Lityum ilacının eczanelerde bulunamamasına dair alınan bildirimlerden sonra Temmuz ayında derneğimiz hızla harekete geçmiş, TPD Duygudurum Bozuklukları Çalışma Birimi ve Bipolar Bozukluklar Derneği ile hazırlanan bilimsel görüş Türkiye İlaç ve Tıbbi Cihaz Kurumu, Sağlık Bakanlığı İlaç ve Eczacılık Genel Müdürlüğü, Türk Eczacılar Birliği ve Türk Tabipleri Birliği’ne iletilmiştir. Lityumun kısıtlı miktarda eczanelere ulaştığı bilgisi alınmış olsa da Ekim ayının başında, 10 Ekim Dünya Ruh Sağlığı gününe “Ruh Sağlığı Evrensel Bir İnsan Hakkıdır” teması ile başlamışken, ülke genelinde lityum ilacının tekrar eczanelerde bulunmadığına dair bildirimler alınmıştır. Bu dönemde pek çok hasta ilacını kesmek zorunda kalmış, hastalığın tekrarlama riski pahasına hekimleri ile birlikte tedavi değişikliğine gitmeye zorlanmışlardır.

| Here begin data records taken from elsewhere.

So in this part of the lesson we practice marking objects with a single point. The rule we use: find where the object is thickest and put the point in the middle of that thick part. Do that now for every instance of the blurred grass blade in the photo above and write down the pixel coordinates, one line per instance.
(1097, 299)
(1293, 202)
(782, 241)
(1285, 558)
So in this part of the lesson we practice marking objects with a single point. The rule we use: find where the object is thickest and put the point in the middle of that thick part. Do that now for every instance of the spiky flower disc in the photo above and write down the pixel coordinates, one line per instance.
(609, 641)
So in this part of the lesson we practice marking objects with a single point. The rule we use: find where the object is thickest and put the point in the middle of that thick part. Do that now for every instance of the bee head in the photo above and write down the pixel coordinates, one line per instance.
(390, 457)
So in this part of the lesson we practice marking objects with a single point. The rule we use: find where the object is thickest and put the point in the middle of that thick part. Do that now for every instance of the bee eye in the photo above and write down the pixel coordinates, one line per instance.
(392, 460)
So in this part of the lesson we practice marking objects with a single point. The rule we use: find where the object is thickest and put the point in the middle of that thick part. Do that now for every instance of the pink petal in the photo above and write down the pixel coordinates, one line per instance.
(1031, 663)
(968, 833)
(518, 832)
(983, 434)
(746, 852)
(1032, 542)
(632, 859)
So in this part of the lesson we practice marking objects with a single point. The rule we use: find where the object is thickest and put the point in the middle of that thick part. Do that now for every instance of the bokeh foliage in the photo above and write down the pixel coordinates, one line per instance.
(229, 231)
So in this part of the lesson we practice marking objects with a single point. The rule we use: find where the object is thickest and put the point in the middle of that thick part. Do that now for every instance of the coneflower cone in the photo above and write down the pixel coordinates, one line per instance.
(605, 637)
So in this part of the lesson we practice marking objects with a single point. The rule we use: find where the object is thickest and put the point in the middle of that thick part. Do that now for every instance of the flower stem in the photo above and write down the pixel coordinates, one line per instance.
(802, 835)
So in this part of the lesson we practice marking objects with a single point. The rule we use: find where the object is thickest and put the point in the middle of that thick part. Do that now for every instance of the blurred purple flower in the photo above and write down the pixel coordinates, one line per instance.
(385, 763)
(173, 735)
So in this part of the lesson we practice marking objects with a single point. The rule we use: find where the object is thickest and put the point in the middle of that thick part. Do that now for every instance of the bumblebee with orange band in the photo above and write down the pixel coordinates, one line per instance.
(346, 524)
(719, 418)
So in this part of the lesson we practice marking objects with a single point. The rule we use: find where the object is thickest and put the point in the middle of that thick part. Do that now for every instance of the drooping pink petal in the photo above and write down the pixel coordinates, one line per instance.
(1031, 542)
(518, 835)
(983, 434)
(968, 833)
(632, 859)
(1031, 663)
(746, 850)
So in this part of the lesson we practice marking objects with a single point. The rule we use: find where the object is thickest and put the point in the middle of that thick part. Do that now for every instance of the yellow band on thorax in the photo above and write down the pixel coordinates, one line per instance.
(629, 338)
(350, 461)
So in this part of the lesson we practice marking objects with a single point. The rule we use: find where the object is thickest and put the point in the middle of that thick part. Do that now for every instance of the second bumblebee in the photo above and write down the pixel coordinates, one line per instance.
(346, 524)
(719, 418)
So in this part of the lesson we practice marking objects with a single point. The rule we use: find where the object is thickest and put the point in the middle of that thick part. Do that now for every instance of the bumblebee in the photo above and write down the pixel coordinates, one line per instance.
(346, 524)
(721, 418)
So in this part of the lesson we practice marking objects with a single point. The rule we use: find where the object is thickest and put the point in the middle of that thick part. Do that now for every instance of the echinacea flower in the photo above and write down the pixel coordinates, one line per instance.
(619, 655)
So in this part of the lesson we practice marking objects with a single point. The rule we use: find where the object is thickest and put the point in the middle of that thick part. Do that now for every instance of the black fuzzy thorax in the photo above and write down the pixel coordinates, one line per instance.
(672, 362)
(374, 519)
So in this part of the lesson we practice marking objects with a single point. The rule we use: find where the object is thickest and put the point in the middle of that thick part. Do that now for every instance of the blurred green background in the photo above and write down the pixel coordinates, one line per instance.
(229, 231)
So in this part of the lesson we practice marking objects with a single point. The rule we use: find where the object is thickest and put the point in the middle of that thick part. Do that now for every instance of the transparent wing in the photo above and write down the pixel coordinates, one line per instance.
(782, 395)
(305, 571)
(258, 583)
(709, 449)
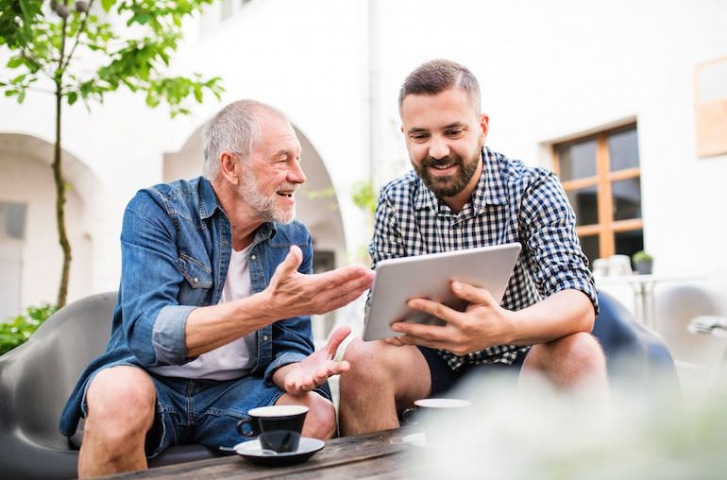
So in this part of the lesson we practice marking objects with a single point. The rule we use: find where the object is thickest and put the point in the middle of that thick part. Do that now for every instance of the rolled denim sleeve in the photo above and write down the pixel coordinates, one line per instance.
(153, 320)
(168, 336)
(292, 337)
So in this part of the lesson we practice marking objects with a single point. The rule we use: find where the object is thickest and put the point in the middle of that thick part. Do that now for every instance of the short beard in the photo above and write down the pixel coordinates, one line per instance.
(444, 187)
(263, 206)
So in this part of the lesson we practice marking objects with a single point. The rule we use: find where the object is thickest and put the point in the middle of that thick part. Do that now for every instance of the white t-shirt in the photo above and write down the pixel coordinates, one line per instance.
(235, 359)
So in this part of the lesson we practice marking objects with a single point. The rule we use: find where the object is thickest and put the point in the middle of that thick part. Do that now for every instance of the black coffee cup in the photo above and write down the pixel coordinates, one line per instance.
(278, 427)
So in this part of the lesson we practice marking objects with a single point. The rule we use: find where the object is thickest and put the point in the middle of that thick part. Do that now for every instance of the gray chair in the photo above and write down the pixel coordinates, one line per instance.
(35, 381)
(637, 356)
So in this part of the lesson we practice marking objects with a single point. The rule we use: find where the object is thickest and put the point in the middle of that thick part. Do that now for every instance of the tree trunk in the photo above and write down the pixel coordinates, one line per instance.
(61, 203)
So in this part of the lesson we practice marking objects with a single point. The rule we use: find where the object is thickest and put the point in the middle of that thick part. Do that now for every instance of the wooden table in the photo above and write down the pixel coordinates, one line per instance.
(379, 455)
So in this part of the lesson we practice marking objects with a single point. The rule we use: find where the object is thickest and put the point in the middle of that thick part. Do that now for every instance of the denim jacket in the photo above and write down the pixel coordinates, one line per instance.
(176, 244)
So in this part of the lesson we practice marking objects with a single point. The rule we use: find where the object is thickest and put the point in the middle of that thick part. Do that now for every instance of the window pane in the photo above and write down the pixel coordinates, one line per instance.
(590, 247)
(12, 220)
(626, 199)
(628, 243)
(584, 202)
(623, 150)
(577, 160)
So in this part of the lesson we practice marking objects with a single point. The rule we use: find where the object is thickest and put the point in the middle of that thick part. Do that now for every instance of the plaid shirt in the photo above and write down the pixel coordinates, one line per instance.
(512, 203)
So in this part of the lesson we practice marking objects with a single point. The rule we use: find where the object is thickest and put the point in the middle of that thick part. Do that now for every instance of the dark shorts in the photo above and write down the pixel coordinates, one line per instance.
(444, 378)
(206, 412)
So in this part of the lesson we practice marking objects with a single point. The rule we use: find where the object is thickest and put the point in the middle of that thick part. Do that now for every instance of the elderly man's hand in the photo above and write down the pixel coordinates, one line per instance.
(299, 378)
(292, 293)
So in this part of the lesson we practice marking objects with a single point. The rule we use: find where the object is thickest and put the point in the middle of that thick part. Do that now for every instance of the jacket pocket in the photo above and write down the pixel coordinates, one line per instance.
(198, 281)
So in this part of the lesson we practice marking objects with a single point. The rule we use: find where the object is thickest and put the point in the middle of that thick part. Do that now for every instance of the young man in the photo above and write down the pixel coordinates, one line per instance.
(212, 317)
(463, 195)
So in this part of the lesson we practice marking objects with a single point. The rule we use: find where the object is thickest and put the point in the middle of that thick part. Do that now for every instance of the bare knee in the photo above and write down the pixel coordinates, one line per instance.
(320, 422)
(570, 361)
(367, 366)
(121, 405)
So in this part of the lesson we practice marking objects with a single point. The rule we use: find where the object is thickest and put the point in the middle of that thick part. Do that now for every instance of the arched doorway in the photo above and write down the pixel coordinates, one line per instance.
(30, 257)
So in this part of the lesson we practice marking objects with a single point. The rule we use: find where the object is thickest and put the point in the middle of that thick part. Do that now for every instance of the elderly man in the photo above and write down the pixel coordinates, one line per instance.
(212, 317)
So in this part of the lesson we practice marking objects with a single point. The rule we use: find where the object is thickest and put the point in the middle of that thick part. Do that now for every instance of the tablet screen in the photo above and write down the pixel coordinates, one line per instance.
(429, 276)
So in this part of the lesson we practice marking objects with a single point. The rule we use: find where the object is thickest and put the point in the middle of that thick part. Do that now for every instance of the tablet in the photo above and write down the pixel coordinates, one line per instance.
(429, 276)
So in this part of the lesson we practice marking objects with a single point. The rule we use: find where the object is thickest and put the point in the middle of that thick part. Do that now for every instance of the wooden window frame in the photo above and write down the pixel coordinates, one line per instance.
(607, 227)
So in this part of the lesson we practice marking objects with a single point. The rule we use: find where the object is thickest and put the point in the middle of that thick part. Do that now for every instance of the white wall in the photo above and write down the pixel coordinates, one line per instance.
(548, 70)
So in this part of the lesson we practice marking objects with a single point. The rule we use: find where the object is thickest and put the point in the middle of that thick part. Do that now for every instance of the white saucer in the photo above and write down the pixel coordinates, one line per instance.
(253, 452)
(418, 439)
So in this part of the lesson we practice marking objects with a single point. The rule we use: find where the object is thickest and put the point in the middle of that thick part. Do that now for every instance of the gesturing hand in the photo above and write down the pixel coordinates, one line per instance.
(299, 378)
(292, 293)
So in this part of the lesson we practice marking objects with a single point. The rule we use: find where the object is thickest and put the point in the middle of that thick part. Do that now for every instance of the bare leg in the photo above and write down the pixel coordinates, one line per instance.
(574, 363)
(320, 422)
(383, 380)
(121, 404)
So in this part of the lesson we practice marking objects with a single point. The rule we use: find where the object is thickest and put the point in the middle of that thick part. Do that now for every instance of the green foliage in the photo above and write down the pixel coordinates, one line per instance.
(364, 196)
(86, 57)
(16, 331)
(75, 51)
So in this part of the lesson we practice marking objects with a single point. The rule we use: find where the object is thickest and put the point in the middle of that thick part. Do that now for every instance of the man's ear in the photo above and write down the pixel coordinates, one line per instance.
(484, 125)
(230, 167)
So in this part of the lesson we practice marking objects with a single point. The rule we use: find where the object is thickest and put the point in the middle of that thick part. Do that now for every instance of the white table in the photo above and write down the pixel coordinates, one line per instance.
(643, 289)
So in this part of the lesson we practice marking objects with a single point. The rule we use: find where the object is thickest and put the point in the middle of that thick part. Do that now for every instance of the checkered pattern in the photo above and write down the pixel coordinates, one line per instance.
(512, 203)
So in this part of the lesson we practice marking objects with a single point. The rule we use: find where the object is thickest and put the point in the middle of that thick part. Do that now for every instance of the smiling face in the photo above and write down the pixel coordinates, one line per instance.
(272, 175)
(444, 135)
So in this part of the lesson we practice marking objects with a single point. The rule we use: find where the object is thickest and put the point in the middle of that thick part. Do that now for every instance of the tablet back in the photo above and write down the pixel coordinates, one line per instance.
(429, 276)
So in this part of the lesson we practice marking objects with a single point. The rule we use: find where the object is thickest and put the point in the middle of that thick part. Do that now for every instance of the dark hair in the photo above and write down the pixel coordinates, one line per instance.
(436, 76)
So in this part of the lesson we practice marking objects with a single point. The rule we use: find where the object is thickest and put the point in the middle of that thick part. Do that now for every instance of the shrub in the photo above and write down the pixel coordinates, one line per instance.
(15, 331)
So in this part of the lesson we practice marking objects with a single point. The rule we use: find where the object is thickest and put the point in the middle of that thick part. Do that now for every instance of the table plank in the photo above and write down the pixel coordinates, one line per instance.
(358, 457)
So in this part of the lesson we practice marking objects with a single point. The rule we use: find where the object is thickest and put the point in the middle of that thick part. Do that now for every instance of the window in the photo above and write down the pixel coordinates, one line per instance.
(602, 178)
(12, 234)
(12, 220)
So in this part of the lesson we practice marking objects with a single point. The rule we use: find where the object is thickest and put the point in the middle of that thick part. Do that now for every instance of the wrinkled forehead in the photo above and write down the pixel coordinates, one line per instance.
(277, 133)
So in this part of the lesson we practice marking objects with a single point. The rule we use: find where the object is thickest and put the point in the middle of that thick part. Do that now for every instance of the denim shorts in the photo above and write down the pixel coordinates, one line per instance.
(443, 378)
(205, 412)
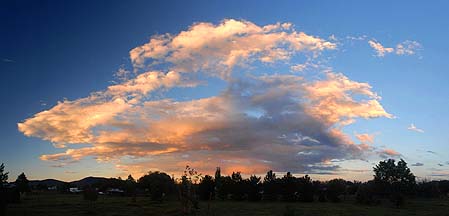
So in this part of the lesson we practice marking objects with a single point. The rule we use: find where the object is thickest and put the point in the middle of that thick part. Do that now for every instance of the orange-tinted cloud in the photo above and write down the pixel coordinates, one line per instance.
(283, 122)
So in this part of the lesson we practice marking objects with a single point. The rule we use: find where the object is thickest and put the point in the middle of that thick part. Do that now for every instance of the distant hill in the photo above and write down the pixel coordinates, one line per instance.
(46, 182)
(88, 181)
(79, 183)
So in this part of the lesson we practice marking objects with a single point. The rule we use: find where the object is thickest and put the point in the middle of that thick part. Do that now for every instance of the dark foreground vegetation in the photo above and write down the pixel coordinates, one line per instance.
(393, 191)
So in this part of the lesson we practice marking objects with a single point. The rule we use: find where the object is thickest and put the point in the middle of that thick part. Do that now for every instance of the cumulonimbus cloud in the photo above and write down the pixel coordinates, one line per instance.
(277, 121)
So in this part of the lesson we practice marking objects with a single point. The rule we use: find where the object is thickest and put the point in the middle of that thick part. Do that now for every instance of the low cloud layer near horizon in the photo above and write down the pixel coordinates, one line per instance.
(259, 121)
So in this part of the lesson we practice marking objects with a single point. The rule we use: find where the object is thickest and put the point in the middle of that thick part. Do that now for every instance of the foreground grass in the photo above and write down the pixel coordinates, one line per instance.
(70, 205)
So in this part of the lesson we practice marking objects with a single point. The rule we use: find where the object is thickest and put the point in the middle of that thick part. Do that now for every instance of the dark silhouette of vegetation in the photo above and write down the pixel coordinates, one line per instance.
(22, 183)
(270, 186)
(3, 192)
(206, 188)
(157, 184)
(254, 186)
(187, 192)
(335, 189)
(3, 175)
(392, 183)
(394, 180)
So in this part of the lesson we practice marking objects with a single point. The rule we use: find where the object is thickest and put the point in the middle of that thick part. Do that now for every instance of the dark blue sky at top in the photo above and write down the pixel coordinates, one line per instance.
(51, 50)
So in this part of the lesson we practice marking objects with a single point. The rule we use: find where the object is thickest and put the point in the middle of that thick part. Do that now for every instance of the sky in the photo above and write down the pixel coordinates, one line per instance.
(325, 88)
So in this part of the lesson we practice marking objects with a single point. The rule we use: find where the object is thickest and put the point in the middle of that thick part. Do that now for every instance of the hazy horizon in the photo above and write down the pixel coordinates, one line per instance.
(319, 88)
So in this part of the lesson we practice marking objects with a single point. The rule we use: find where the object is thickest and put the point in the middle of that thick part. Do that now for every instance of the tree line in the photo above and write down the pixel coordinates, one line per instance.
(393, 181)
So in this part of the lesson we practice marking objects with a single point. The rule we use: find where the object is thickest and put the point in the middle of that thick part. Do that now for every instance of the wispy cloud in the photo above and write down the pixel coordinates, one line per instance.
(257, 122)
(407, 47)
(417, 164)
(412, 127)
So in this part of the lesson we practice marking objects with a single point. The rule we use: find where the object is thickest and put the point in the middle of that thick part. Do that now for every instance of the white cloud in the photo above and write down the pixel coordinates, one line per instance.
(412, 127)
(404, 48)
(255, 123)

Pek çok hasta sadece lityum tedavisine yanıt vermekte, lityum tedavisi ile hastane yatışlarının, tedavi maliyetlerinin daha düşük olduğu, lityumun intihar riskini düşüren bir özelliği olduğu, lityum tedavisi aniden kesildiğinde hastalığın alevlenme riskinin hızlı bir şekilde arttığı bilinmektedir. Bu açıdan bakıldığında lityum tedavisinin sürdürülememesi çok ciddi bir halk sağlığı sorunu ve hastalar için ağır ve geri döndürülemez riskler barındırmaktadır. Lityum ilacının temini ile ilgili zorluklar için Türkiye Psikiyatri Derneği tekrar çalışmalara başlamış, alandaki ruh sağlığı dernekleri ve hasta haklarını savunan derneklerle birlikte konunun çözümüne yönelik planlamalarını yapmaktadır.

Yakın zamanda benzer bir sorun tedaviye dirençli psikotik bozukluklarda kullanılan klozapin ve alkol arındırma tedavisinde kullanılan lorazepam için yaşanmıştır. Yine Dünya Sağlık Örgütü’nün temel ilaç listesinde yer alan klozapinin 100mglık tableti bir süre temin edilememiştir. Ortalama 300-600mg dozlarında kullanılan bu ilaçta hastalar 25mg tabletlerle günde 12 – 24 tablet almak zorunda kalmıştır. Lorazepam ilacı ülke genelinde hem 1mg hem de 2.5mg formu bu ayın başından beri bulunmamaktadır. Bu yaşananlar ülkemizde psikiyatrik ilaçların ulaşılabilir olması ile ilgili ciddi endişelere yol açmaktadır. Özellikle lityum gibi alternatifi olmayan, klozapin gibi tedaviye dirençli vakalarda ana tedavi bileşeni olan ilaçların kesintiye uğramadan hastaların kullanımında olması halk sağlığının korunması için zorunludur. Devletimizin ilgili kurumlarını göreve çağırıyor, ilaç tedavilerine erişimin ruh sağlığı hakkının olmazsa olmaz bir parçası olduğunu tekrar hatırlatıyoruz.